Amaranthe hung on with fingers like vise clamps, but soon she dangled fifty feet above murky water, the slingshot the only thing keeping her attached to the dirigible. Smoke clogged the air, and she struggled to see what had happened. The back half of the craft dangled, severed from the balloon.

“Amaranthe!” Books called. “Hold on!”

She looked up, hoping help was coming. But a boom erupted from within the cargo bay, and smoke gushed out the doorway.

“Books?” Amaranthe called. “What was that?”

Shards of wood and the battered remains of the blasting-stick box spilled out of the doorway. The sticks followed, falling like deadly rain drops.

Amaranthe let go of the slingshot.

Better to fall into the water than be pelted with explosives. That’s what she told herself anyway, though her heart tried to leap out of her chest as she plummeted more than forty feet. What if the murky water was only a half a meter deep? What if she landed on a log? Or an alligator? Or what if that white beam cut her in half before she hit the water?

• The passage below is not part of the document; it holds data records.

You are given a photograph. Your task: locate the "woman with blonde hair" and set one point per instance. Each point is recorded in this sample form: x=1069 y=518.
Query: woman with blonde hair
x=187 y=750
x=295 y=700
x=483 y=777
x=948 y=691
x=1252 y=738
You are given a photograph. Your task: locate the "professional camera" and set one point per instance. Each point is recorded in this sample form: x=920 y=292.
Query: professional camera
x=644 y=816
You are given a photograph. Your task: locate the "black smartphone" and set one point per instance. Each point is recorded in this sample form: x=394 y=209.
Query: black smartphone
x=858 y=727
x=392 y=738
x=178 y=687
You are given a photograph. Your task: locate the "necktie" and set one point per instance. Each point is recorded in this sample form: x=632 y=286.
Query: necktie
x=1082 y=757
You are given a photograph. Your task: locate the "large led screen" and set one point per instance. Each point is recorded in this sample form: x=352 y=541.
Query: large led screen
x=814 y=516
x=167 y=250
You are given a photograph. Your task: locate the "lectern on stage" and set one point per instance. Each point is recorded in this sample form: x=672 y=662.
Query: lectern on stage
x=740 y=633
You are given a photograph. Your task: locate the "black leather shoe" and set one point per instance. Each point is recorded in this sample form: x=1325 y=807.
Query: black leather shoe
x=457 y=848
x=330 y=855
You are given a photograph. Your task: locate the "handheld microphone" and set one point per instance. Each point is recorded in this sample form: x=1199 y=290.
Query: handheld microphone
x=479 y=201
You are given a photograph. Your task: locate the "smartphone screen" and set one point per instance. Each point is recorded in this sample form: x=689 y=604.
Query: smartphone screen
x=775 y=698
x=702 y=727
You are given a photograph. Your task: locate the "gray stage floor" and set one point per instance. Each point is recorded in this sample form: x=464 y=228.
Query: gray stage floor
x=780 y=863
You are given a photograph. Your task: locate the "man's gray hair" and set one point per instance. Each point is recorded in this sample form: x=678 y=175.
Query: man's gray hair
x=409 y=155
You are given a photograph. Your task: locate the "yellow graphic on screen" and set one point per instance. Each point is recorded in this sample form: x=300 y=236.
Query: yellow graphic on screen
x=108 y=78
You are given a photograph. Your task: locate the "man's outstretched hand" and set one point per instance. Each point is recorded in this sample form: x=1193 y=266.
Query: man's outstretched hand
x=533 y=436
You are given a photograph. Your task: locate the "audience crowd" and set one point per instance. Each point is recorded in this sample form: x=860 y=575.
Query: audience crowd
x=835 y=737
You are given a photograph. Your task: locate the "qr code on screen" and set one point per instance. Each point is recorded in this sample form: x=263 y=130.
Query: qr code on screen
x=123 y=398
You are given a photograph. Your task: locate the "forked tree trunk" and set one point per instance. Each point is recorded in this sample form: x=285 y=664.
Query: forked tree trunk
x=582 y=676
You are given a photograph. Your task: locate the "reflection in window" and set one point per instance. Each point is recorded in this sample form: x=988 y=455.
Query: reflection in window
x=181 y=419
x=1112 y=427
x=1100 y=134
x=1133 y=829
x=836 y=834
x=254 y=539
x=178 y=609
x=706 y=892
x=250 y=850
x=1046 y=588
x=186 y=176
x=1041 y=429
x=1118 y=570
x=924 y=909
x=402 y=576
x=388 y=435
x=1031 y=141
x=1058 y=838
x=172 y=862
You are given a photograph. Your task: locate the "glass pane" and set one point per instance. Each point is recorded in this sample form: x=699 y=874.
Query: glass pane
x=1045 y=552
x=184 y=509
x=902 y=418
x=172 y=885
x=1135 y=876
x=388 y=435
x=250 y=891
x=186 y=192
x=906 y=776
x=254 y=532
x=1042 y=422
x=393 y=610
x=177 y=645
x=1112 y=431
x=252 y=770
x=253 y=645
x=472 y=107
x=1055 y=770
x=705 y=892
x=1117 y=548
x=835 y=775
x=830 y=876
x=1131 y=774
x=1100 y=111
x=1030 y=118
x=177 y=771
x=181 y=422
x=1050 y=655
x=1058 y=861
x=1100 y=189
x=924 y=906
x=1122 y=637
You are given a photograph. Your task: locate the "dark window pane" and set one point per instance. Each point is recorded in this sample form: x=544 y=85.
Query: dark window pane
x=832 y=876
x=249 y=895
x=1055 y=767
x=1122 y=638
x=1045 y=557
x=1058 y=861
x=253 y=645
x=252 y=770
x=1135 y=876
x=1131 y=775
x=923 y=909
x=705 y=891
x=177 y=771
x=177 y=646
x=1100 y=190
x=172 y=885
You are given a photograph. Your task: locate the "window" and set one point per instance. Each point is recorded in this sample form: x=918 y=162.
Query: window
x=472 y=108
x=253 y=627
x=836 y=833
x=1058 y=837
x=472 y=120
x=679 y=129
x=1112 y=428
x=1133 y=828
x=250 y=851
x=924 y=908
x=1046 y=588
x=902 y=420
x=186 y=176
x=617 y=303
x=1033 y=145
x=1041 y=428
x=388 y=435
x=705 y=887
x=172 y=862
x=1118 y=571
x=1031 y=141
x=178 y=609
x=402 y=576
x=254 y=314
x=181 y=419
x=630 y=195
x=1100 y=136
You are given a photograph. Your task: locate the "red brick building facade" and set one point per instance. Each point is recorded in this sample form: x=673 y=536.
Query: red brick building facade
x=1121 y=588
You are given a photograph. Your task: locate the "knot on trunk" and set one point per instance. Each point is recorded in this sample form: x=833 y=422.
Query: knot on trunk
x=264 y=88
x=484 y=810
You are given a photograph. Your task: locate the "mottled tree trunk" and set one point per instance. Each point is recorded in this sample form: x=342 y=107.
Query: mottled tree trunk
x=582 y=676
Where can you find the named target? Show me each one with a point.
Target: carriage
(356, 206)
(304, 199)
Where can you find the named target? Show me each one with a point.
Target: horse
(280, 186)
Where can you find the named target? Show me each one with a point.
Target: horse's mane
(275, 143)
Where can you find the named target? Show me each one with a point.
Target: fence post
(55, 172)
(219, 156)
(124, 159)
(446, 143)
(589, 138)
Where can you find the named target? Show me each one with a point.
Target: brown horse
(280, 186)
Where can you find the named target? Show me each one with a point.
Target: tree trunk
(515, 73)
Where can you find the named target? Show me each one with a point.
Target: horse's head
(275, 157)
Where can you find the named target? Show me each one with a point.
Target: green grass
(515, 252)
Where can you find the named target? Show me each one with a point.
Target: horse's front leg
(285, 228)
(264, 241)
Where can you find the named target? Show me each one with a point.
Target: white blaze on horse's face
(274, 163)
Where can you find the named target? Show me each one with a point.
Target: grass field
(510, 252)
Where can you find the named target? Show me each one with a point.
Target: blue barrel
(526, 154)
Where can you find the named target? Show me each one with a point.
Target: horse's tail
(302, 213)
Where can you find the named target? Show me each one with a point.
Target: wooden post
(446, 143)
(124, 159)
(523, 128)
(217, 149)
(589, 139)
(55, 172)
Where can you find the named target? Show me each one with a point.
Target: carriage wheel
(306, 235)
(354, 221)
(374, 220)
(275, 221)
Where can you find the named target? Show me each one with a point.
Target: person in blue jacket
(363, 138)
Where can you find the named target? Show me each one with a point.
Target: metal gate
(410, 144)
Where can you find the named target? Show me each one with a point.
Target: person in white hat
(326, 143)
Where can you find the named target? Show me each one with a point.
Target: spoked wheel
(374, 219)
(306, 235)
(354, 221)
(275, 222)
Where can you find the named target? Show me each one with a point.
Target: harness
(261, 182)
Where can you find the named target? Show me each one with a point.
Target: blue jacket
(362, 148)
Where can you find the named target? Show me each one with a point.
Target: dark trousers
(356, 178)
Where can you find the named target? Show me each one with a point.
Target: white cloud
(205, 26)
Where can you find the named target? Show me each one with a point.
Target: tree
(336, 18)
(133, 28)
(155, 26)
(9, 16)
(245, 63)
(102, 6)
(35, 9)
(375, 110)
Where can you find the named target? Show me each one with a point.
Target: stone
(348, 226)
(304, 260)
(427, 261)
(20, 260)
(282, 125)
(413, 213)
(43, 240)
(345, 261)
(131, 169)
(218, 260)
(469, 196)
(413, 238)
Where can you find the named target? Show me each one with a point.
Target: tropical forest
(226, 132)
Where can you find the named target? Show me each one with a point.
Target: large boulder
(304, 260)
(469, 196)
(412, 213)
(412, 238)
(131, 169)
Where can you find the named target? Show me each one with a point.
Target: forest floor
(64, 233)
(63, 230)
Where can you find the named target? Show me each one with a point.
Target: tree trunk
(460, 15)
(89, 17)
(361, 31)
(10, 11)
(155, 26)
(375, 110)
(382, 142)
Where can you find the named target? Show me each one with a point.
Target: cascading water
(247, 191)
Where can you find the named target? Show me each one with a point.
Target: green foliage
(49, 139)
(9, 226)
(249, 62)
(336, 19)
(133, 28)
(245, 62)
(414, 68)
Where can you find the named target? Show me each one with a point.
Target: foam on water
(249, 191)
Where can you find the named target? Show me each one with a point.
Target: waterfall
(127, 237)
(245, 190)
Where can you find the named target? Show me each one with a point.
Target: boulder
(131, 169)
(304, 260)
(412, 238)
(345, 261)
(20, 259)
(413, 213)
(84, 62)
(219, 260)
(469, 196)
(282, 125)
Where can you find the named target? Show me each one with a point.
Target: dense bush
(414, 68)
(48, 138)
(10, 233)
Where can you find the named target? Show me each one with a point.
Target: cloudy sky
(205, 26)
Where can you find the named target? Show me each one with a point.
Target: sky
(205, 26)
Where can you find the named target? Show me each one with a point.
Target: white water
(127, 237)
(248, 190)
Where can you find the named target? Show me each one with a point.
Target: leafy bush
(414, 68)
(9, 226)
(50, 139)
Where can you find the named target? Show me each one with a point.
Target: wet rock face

A boom thundered a few feet above her. The shock wave slammed into Amaranthe, hurling her sideways and down. She hit the surface at an angle, and, instead of dropping in feet first, landed on her back. The water slapped her as hard as if she’d struck cement. She submerged a few feet and hit the bottom. The dense mud was more giving than solid earth, and nothing snapped or cracked in her body, though landing on her back had stunned her so badly, she couldn’t move her limbs. For a terror-filled moment, she feared she’d broken her spine and would be paralyzed for life.

Something brushed her hand, and her fingers twitched away from it. Thank her sturdy ancestors, she could move. More objects brushed against her. Blasting sticks. The water ought to render them useless, so she didn’t worry about them. Finding the surface was more important.